TENINO, Wash. – Police are looking for whoever is responsible for leaving racist graffiti covering a Tenino home.

Police report the vandalism occurred sometime between Thursday night and Friday morning, but it only took the community a few hours after learning about it to clean it up.

The Phillips family was out of town when they got the call that their home and truck were left covered in racist words described by community members as pure hate.

“This is the first time I came out here to look at this,” said Marvin Phillips as he took in the smell of fresh paint on the outside of his home.

Hours earlier it still had graffiti scrawled across the sides of his home.
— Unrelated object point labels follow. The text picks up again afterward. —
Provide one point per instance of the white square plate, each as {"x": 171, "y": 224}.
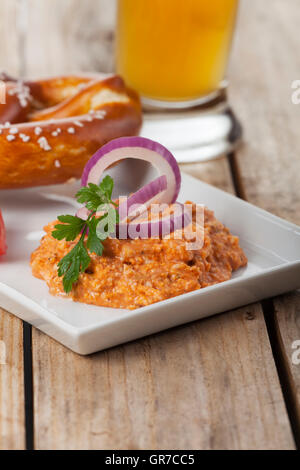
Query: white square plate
{"x": 272, "y": 246}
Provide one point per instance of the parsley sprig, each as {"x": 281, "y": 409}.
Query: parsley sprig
{"x": 97, "y": 198}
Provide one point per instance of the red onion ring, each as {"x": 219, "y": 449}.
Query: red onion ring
{"x": 156, "y": 228}
{"x": 138, "y": 148}
{"x": 145, "y": 197}
{"x": 163, "y": 189}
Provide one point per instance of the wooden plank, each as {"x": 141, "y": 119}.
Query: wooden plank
{"x": 12, "y": 429}
{"x": 208, "y": 385}
{"x": 9, "y": 58}
{"x": 211, "y": 384}
{"x": 12, "y": 432}
{"x": 69, "y": 36}
{"x": 269, "y": 162}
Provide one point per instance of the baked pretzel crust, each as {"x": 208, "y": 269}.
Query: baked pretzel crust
{"x": 50, "y": 128}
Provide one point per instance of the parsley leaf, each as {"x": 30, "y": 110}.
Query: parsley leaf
{"x": 69, "y": 229}
{"x": 93, "y": 243}
{"x": 96, "y": 198}
{"x": 76, "y": 261}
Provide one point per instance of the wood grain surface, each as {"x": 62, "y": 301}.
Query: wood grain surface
{"x": 212, "y": 384}
{"x": 12, "y": 432}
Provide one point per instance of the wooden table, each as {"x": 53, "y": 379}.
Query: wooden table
{"x": 227, "y": 382}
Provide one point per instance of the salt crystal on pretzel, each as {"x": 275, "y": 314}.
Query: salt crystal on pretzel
{"x": 54, "y": 107}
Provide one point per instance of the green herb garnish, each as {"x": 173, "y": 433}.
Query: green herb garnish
{"x": 96, "y": 198}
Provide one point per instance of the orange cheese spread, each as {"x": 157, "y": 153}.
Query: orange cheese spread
{"x": 135, "y": 273}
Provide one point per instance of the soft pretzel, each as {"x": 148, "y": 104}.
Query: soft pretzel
{"x": 50, "y": 128}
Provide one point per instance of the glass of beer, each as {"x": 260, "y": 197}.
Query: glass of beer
{"x": 175, "y": 52}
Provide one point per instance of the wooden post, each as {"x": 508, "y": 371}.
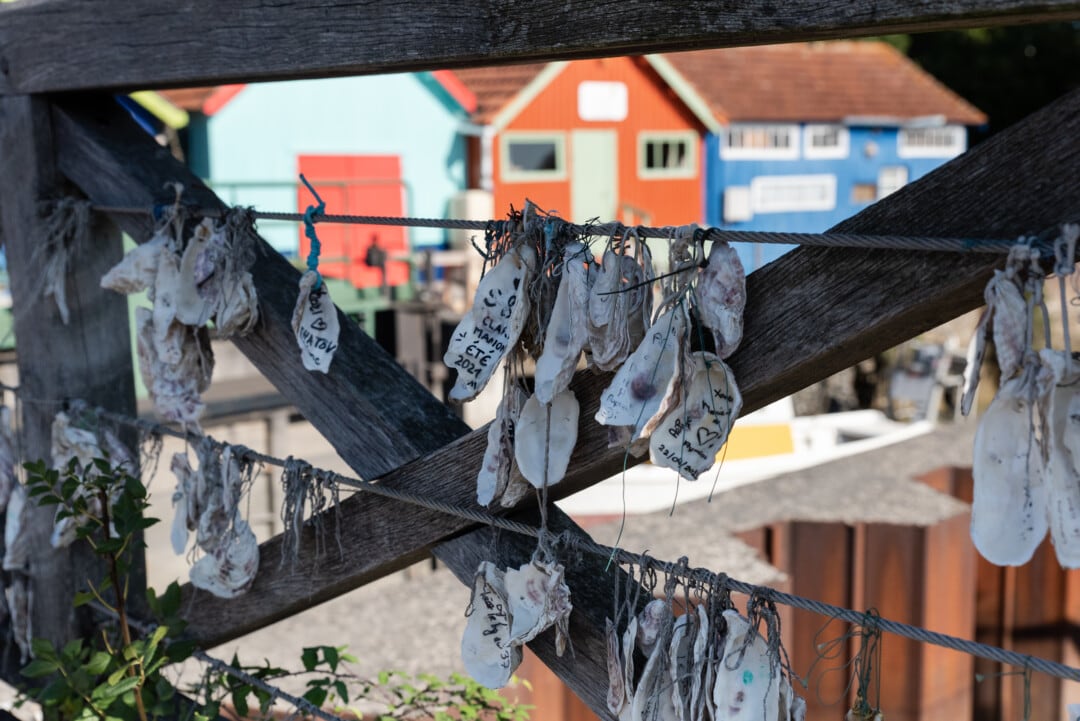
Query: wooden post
{"x": 88, "y": 358}
{"x": 818, "y": 560}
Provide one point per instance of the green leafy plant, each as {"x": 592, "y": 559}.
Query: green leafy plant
{"x": 391, "y": 696}
{"x": 112, "y": 676}
{"x": 117, "y": 676}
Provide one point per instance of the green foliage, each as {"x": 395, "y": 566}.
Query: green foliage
{"x": 116, "y": 677}
{"x": 1008, "y": 72}
{"x": 396, "y": 696}
{"x": 111, "y": 677}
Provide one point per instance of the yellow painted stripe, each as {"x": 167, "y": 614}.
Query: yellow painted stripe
{"x": 162, "y": 109}
{"x": 747, "y": 441}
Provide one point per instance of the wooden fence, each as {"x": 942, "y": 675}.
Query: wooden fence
{"x": 810, "y": 314}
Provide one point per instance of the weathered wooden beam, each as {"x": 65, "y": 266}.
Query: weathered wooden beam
{"x": 88, "y": 358}
{"x": 811, "y": 313}
{"x": 385, "y": 416}
{"x": 53, "y": 45}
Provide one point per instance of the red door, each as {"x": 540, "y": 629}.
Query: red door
{"x": 356, "y": 185}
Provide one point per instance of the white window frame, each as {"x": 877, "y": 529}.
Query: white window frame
{"x": 603, "y": 100}
{"x": 840, "y": 150}
{"x": 689, "y": 137}
{"x": 956, "y": 134}
{"x": 511, "y": 175}
{"x": 791, "y": 152}
{"x": 883, "y": 173}
{"x": 763, "y": 184}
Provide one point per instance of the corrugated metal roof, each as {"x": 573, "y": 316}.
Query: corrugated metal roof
{"x": 820, "y": 81}
{"x": 799, "y": 82}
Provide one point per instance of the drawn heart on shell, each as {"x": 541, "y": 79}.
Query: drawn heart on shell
{"x": 705, "y": 436}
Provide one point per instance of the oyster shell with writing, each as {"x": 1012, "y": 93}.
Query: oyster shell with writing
{"x": 497, "y": 467}
{"x": 229, "y": 570}
{"x": 544, "y": 438}
{"x": 747, "y": 681}
{"x": 1009, "y": 506}
{"x": 721, "y": 297}
{"x": 567, "y": 331}
{"x": 493, "y": 325}
{"x": 486, "y": 651}
{"x": 538, "y": 598}
{"x": 1062, "y": 471}
{"x": 315, "y": 324}
{"x": 648, "y": 378}
{"x": 690, "y": 436}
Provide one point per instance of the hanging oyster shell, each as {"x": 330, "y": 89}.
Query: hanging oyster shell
{"x": 1008, "y": 512}
{"x": 650, "y": 623}
{"x": 747, "y": 681}
{"x": 647, "y": 381}
{"x": 680, "y": 664}
{"x": 486, "y": 652}
{"x": 617, "y": 687}
{"x": 1062, "y": 472}
{"x": 174, "y": 388}
{"x": 16, "y": 542}
{"x": 517, "y": 488}
{"x": 698, "y": 660}
{"x": 315, "y": 324}
{"x": 538, "y": 598}
{"x": 567, "y": 331}
{"x": 192, "y": 307}
{"x": 973, "y": 365}
{"x": 230, "y": 569}
{"x": 1010, "y": 323}
{"x": 137, "y": 270}
{"x": 721, "y": 297}
{"x": 70, "y": 441}
{"x": 544, "y": 438}
{"x": 496, "y": 470}
{"x": 186, "y": 511}
{"x": 692, "y": 434}
{"x": 220, "y": 283}
{"x": 629, "y": 642}
{"x": 238, "y": 309}
{"x": 603, "y": 297}
{"x": 493, "y": 325}
{"x": 166, "y": 289}
{"x": 8, "y": 458}
{"x": 650, "y": 701}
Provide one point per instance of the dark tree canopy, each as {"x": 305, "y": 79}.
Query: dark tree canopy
{"x": 1008, "y": 72}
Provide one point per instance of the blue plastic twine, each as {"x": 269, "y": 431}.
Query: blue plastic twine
{"x": 309, "y": 231}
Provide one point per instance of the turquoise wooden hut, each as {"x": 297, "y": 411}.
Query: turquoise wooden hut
{"x": 375, "y": 145}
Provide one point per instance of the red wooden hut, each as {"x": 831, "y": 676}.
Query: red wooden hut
{"x": 617, "y": 137}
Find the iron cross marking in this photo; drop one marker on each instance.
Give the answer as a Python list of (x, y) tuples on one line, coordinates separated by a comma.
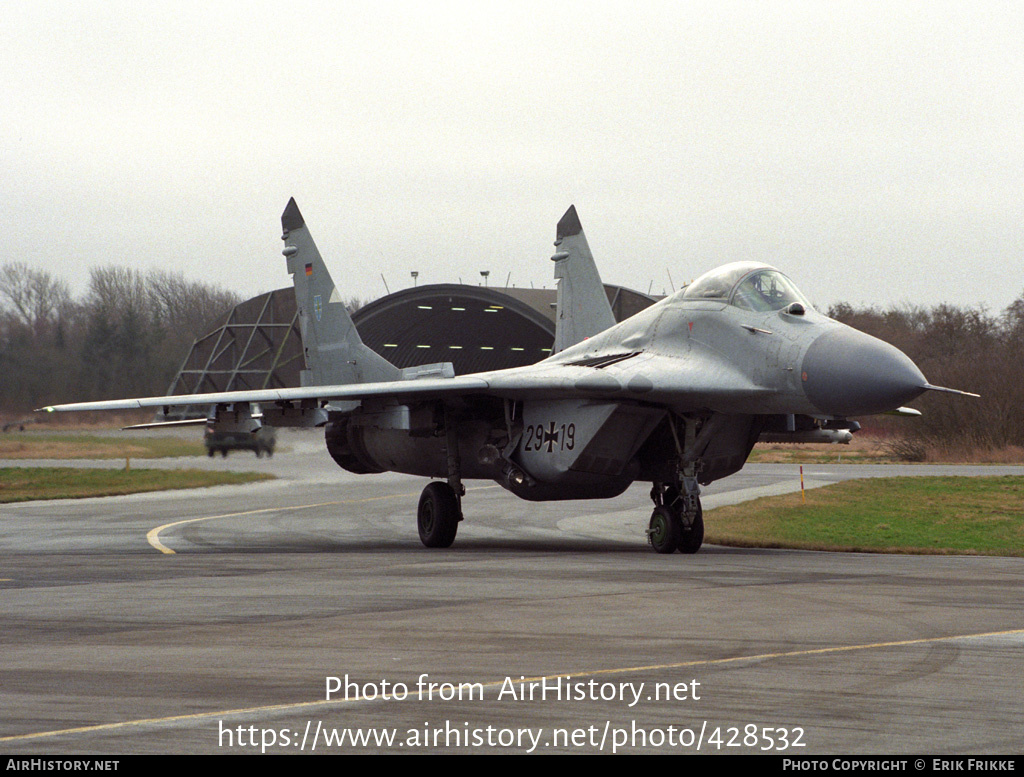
[(550, 437)]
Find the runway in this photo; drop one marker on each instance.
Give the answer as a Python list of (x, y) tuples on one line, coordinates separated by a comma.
[(213, 621)]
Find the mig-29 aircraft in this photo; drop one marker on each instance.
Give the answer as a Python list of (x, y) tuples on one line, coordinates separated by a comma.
[(676, 395)]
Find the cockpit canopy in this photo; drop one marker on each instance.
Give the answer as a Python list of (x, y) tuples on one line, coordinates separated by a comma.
[(751, 286)]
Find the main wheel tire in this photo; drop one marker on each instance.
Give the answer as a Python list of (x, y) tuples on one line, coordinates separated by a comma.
[(437, 516), (664, 530), (691, 537)]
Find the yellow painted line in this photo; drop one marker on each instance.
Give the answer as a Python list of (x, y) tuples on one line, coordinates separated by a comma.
[(302, 705), (153, 535)]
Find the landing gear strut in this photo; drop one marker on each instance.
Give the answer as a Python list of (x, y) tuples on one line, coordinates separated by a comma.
[(671, 528), (440, 504), (677, 523)]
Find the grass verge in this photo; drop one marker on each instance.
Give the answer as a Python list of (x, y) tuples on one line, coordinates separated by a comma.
[(933, 515), (74, 445), (24, 484)]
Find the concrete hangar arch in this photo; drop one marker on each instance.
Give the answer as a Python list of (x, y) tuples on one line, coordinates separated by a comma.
[(258, 345), (474, 328)]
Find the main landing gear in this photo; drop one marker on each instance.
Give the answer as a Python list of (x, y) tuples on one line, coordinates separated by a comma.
[(438, 515), (440, 504), (671, 528), (677, 523)]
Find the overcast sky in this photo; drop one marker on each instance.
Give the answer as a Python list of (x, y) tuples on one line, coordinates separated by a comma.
[(872, 152)]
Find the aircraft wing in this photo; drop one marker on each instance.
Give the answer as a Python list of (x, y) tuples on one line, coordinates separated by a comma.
[(419, 389), (683, 384)]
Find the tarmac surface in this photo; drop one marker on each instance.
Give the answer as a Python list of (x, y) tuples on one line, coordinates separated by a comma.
[(215, 620)]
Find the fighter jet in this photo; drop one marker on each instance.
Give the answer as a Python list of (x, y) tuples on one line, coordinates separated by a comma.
[(676, 395)]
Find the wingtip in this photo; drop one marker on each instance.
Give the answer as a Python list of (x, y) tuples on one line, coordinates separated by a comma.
[(568, 224), (943, 389), (291, 218)]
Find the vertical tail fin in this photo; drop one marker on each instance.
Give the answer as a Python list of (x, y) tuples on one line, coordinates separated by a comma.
[(583, 308), (335, 353)]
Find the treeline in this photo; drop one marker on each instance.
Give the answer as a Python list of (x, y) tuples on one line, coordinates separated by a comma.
[(126, 336), (963, 348)]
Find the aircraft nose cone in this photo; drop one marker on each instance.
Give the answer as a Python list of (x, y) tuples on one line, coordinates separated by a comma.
[(848, 373)]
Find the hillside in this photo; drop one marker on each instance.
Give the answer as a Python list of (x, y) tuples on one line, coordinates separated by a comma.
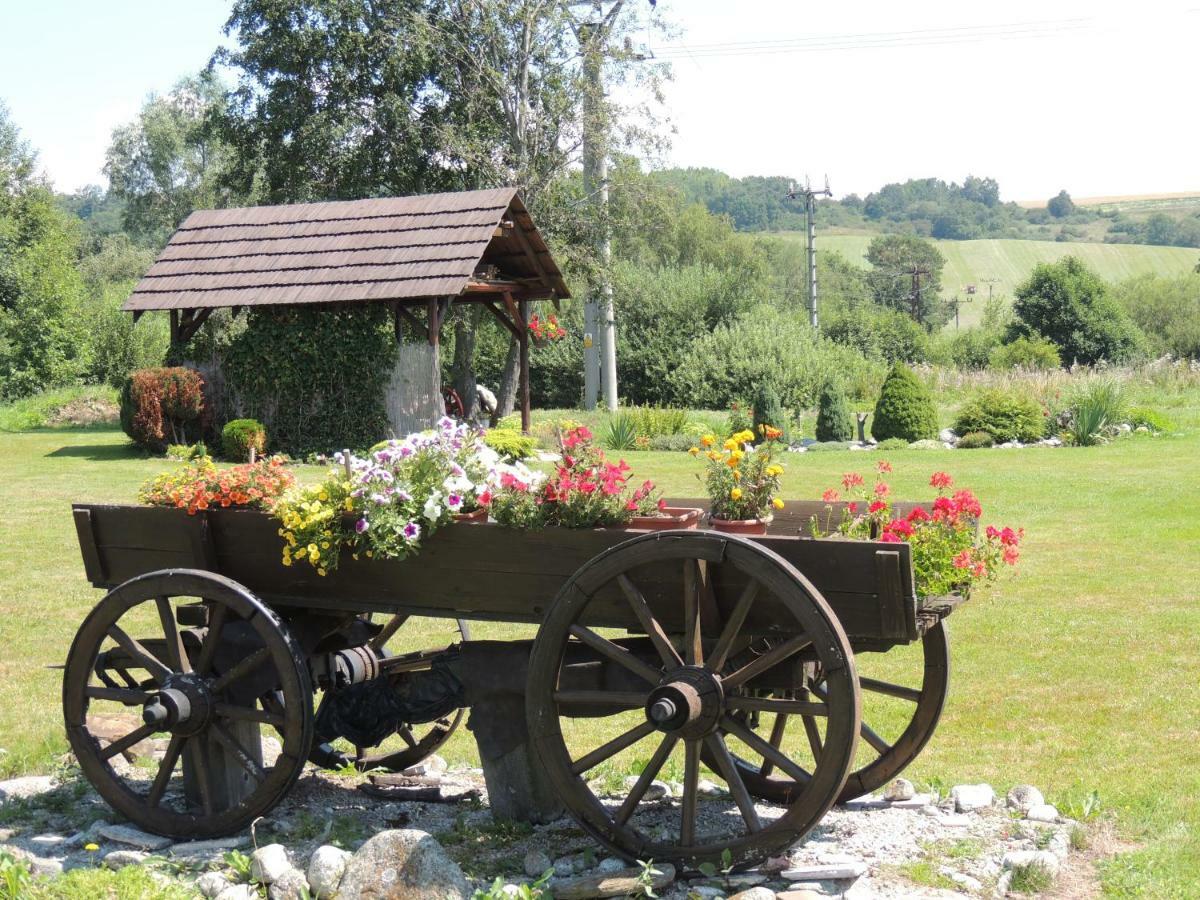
[(1012, 261)]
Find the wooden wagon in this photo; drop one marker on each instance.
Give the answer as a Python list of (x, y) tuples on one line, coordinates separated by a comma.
[(690, 641)]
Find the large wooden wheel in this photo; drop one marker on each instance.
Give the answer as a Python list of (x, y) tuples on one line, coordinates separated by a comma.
[(695, 594), (195, 689), (900, 713)]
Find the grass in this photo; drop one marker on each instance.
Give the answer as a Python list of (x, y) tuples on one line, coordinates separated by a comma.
[(1078, 676), (1012, 261)]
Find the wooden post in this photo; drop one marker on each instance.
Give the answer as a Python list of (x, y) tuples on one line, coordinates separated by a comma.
[(523, 339)]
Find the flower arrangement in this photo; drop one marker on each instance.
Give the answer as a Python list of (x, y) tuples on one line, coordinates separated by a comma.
[(545, 330), (201, 485), (585, 491), (741, 478), (948, 552)]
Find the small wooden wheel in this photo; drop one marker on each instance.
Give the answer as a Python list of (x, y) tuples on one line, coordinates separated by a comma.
[(701, 598), (898, 721), (193, 688)]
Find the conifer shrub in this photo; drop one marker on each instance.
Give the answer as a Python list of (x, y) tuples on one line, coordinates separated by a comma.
[(905, 408), (833, 414)]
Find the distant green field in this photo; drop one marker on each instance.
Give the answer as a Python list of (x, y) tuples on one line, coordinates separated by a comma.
[(1012, 261)]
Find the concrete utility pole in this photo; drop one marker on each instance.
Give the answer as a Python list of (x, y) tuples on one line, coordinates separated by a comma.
[(599, 319), (810, 215)]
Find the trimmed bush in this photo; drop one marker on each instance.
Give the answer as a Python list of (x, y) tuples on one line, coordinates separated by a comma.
[(163, 406), (513, 445), (833, 414), (1006, 415), (239, 435), (905, 408), (975, 441)]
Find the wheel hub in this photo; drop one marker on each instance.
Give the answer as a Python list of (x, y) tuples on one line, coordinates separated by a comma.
[(183, 706), (687, 702)]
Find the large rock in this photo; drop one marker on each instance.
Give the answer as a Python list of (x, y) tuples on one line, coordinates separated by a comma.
[(972, 797), (325, 870), (405, 864)]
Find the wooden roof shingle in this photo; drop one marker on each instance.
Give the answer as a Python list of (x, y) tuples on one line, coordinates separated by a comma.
[(348, 251)]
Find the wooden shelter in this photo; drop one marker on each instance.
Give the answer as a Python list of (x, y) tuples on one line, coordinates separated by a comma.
[(418, 255)]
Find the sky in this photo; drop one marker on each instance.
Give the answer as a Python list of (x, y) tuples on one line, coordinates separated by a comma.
[(1093, 97)]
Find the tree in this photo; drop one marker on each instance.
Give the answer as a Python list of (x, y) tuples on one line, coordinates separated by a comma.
[(1068, 304), (167, 162), (894, 259), (1061, 205)]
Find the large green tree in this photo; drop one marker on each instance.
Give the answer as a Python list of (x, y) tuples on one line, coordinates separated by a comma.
[(900, 264)]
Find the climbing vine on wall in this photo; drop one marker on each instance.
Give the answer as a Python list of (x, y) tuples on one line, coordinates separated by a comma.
[(315, 378)]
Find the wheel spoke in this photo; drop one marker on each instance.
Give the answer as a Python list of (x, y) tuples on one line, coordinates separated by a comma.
[(737, 786), (767, 661), (621, 700), (690, 792), (238, 751), (245, 667), (209, 647), (247, 714), (643, 781), (142, 657), (617, 654), (694, 651), (165, 769), (765, 749), (133, 737), (121, 695), (642, 611), (730, 633), (777, 705), (177, 654), (893, 690), (612, 748)]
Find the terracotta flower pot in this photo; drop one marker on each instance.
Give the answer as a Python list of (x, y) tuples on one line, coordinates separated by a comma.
[(739, 526), (672, 517)]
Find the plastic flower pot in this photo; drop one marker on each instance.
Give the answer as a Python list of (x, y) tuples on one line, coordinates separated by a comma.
[(671, 517), (739, 526)]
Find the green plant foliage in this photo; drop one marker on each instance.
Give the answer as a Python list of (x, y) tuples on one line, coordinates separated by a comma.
[(239, 435), (834, 420), (905, 408), (1026, 352), (976, 441), (1072, 306), (1006, 415), (511, 444), (315, 378)]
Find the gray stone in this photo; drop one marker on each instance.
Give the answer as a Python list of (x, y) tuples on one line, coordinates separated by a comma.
[(22, 789), (269, 864), (972, 797), (837, 871), (210, 885), (405, 864), (1024, 797), (133, 837), (120, 858), (899, 790), (209, 847), (325, 870), (1042, 813), (289, 886)]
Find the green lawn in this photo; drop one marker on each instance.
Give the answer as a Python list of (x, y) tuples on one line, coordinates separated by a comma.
[(1079, 675), (1012, 261)]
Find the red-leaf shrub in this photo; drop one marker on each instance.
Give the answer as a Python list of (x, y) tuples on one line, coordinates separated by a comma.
[(163, 406)]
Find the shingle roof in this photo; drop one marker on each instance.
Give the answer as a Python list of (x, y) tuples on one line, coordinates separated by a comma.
[(347, 251)]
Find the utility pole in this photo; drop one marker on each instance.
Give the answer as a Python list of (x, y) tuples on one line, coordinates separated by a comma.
[(810, 215), (592, 30)]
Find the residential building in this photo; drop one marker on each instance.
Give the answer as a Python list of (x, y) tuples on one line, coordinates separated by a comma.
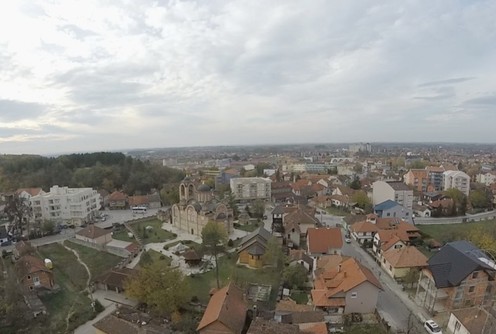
[(324, 241), (197, 207), (459, 275), (458, 180), (392, 190), (418, 179), (33, 274), (486, 178), (225, 312), (435, 175), (392, 209), (250, 188), (253, 247), (399, 262), (347, 288), (63, 204)]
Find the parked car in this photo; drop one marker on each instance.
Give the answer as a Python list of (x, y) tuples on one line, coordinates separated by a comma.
[(432, 327)]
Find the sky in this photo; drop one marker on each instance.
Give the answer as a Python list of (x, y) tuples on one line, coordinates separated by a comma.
[(85, 76)]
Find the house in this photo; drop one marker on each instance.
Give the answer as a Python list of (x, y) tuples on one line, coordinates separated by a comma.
[(117, 200), (94, 234), (324, 241), (128, 320), (398, 262), (392, 190), (253, 247), (472, 320), (418, 179), (225, 312), (33, 274), (459, 275), (391, 208), (259, 326), (300, 257), (456, 179), (347, 288), (114, 279)]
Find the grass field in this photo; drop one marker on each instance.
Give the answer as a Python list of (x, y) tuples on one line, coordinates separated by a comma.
[(156, 234), (201, 285), (97, 261), (69, 307)]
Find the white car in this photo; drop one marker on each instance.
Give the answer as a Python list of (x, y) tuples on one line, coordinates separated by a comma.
[(432, 328)]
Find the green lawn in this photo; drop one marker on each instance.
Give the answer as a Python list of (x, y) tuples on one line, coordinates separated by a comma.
[(200, 285), (156, 234), (69, 302), (450, 232), (97, 261), (151, 256)]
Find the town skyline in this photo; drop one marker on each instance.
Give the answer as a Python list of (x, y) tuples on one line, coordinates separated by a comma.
[(104, 76)]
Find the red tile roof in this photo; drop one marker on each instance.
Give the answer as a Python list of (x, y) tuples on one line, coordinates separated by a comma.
[(321, 240)]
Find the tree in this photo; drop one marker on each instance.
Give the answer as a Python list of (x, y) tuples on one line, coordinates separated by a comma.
[(163, 289), (362, 200), (214, 240), (295, 276), (18, 211)]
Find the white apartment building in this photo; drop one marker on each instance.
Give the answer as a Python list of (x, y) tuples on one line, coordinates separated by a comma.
[(64, 204), (486, 178), (392, 190), (249, 188), (456, 179)]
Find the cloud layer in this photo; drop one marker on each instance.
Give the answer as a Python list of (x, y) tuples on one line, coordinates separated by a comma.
[(99, 75)]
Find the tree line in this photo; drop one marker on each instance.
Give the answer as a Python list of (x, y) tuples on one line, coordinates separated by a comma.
[(102, 170)]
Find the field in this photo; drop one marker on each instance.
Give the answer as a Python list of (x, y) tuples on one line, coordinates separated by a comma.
[(97, 261), (201, 285), (70, 307), (156, 234)]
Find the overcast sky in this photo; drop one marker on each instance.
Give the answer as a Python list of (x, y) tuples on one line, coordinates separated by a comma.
[(109, 75)]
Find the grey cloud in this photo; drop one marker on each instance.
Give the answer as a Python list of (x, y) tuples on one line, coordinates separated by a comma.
[(447, 81), (482, 101), (17, 110)]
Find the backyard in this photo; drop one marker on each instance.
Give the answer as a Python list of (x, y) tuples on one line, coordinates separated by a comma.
[(149, 230), (97, 261), (69, 307), (230, 272)]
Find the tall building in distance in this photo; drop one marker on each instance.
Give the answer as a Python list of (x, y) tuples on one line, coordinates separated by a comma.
[(66, 204), (250, 188)]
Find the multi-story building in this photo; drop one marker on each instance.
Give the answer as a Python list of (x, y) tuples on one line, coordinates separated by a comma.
[(250, 188), (63, 204), (458, 180), (486, 178), (418, 179), (392, 190)]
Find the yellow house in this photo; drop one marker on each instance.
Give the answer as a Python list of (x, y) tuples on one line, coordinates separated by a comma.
[(253, 247)]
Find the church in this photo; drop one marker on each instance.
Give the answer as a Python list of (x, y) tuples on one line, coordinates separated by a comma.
[(197, 206)]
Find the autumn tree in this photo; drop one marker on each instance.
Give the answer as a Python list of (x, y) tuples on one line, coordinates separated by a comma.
[(214, 241), (163, 289)]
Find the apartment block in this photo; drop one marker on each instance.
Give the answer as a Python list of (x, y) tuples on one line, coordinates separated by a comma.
[(250, 188), (64, 203), (458, 180)]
“I was told it was graffiti and nobody wanted to say what it really was,” said Phillips. “They finally said, ‘Marvin, it was the n-word and KKK, stuff like that.’”

Officer Susie Wilson with Tenino Police Department called Phillips to tell him what had happened. “I was very angry, I was embarrassed, I was sad, I was very frustrated,” she said. “This is my town, my community, this is where I patrol.”

The conversation could have ended with Phillips and Wilson, but it didn’t.

“It was like I had to fix it,” said Heidi Russell. Wilson runs the football team that Phillip’s son is a participant in the Tenino Beavers Youth Football & Cheer.

His teammates and others the family did not know, rallied Saturday morning to clean and repair the damage, before the Phillips got home.

“We had to make sure that truck did not look like that, because that’s the truck that takes his son to practice three nights a week,” said Russell.

Russell said a team of 50 volunteers worked over the course of four hours to clean, paint and scrub the home and vehicle.

“Our mayor was doing it, our police officer Susie was doing it,” explained Russell. They erased the hate.

“I would say love conquered this hate and we need a little bit more in this world,” said Russell.

Phillips said his faith in the community is restored. “I don’t think what happened to me exemplified what’s going on in Tenino, I think the outcome of it shows what’s happening in Tenino.”

Police said the damage amounts to a felony hate crime. Anyone with information is urged to contact police.